MR. TAYLOR: Your Honor, I think what I am saying is this. I think there is a point at which we don't have to consider any further proposals from Mr. Rodgers. I think we are at that point. I think we have satisfied our obligation under the statutory requirement under this Act. I think we are beyond the point where we have to consider any further proposals from this gentleman. That is what my position is, Judge Bechtle.
This arbitrary refusal to consider the proposed change in the franchise relationship is by definition a failure to exercise good faith and the very type of circumstance that the Act is intended to protect a franchisee against. Further, the fact that the franchisor is not merely insisting on changes or additions that are pretextual, but rather, does not want to consider any changes or additions at all, leaves this court the easy course of concluding and finding that such failure to consider the proposed terms can only be for the purpose of preventing renewal of the franchise relationship.
Again, Sun has the burden of going forward with the evidence to establish that in refusing to renew § 2802(b)(3)(A) its determinations arise out of an atmosphere and a position of good faith and not as a result of a determination to simply prevent renewal of the franchise.

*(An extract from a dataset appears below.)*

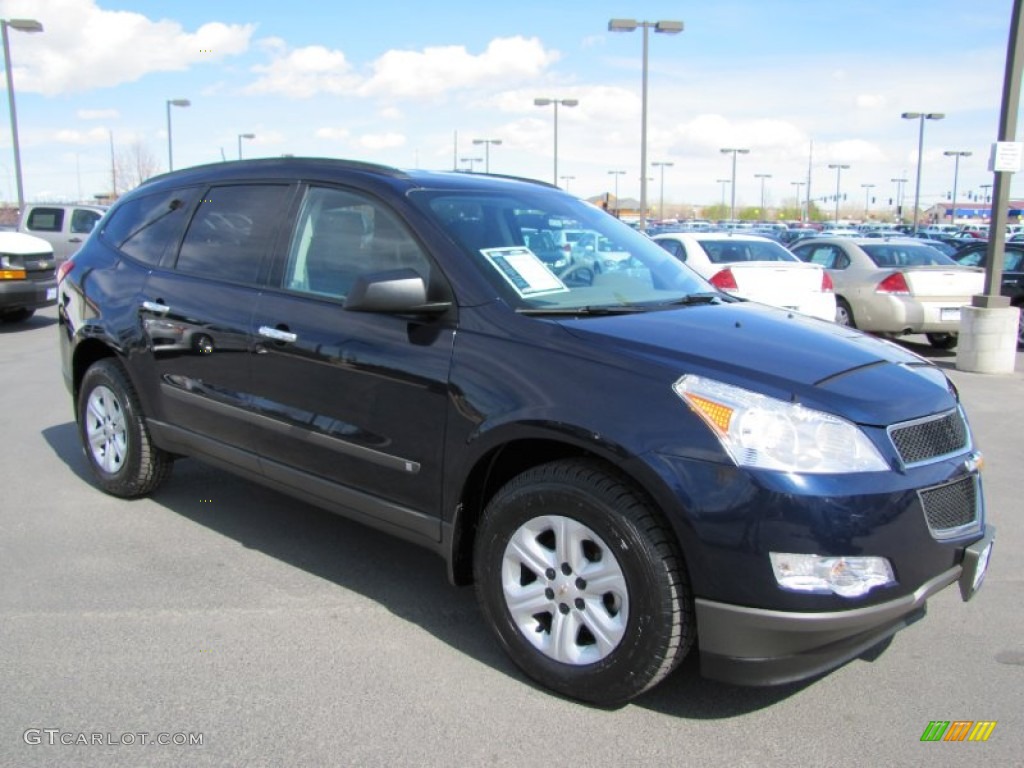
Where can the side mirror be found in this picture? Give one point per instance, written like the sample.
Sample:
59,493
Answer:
397,291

Sun has failed to meet its burden of proof in this respect and accordingly the plaintiff must prevail.
Furthermore, Sun has not demonstrated to the satisfaction of the court that any of the elements set forth in § 2805(e)(1) prevent the plaintiff from seeking the relief sought in this case.
An appropriate Order will be entered.
FINAL ORDER
AND NOW, TO WIT, this 23rd day of January, 1985, IT IS ORDERED as follows:
1. The previous preliminary injunction entered by the court on December 3, 1984, preventing the defendant from changing the franchise relationship between the plaintiff and the defendant is hereby rendered as a final injunction; and
2. The defendant is hereafter, until further Order of court, enjoined from interfering in any way with the franchise relationship between the plaintiff and the defendant and the same shall continue hereafter for an additional three (3) year term under the same terms and conditions as governed the franchise relationship between the parties that expired on November 10, 1984, and as extended by stipulation of the parties to the date of this Final Order; and in addition, plaintiff shall be required to conform to each and every term of the proposal presented to Sun as Exhibit "C" to Plaintiff's Motion to Amend His Complaint, filed with the court on December 12, 1984; and
3. The court shall retain continuing jurisdiction of this civil action.